On the Difference Between the Information Bottleneck and the Deep Information Bottleneck
This work addresses theoretical limitations in the Deep Information Bottleneck for researchers in machine learning, offering a more flexible framework that could improve generative modeling and neural network interpretation, though it appears incremental.
The paper revisits the Deep Variational Information Bottleneck (DVIB) and identifies limitations in its assumptions, specifically the requirement for two Markov chains to hold during optimization. It proposes a method to circumvent this by optimizing a lower bound for mutual information, showing that the actual mutual information includes terms measuring violations of one chain, and frames information bottleneck models as directed graphical models.

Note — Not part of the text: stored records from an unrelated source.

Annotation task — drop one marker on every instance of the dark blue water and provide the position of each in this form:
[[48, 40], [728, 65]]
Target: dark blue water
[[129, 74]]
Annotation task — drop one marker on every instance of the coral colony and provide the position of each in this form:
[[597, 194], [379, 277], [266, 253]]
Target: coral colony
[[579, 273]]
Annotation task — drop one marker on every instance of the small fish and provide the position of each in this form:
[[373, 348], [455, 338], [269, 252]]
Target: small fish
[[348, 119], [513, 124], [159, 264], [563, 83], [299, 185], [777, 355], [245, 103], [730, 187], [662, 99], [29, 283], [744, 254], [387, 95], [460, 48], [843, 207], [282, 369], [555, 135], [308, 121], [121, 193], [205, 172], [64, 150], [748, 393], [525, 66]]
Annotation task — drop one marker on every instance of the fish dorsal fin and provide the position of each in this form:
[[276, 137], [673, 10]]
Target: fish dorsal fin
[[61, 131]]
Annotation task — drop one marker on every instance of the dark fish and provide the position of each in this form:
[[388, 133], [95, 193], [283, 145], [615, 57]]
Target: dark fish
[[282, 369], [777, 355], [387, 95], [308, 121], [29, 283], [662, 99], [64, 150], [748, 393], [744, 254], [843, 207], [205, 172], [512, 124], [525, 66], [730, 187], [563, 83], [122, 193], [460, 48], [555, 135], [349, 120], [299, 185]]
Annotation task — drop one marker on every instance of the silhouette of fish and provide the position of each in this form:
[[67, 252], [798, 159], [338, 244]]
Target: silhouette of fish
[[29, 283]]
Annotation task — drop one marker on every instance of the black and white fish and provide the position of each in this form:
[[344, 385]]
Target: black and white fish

Combining the Information Bottleneck model with deep learning by replacing mutual information terms with deep neural nets has proved successful in areas ranging from generative modelling to interpreting deep neural networks. In this paper, we revisit the Deep Variational Information Bottleneck and the assumptions needed for its derivation. The two assumed properties of the data $X$, $Y$ and their latent representation $T$ take the form of two Markov chains $T-X-Y$ and $X-T-Y$. Requiring both to hold during the optimisation process can be limiting for the set of potential joint distributions $P(X,Y,T)$. We therefore show how to circumvent this limitation by optimising a lower bound for $I(T;Y)$ for which only the latter Markov chain has to be satisfied. The actual mutual information consists of the lower bound which is optimised in DVIB and cognate models in practice and of two terms measuring how much the former requirement $T-X-Y$ is violated. Finally, we propose to interpret the family of information bottleneck models as directed graphical models and show that in this framework the original and deep information bottlenecks are special cases of a fundamental IB model.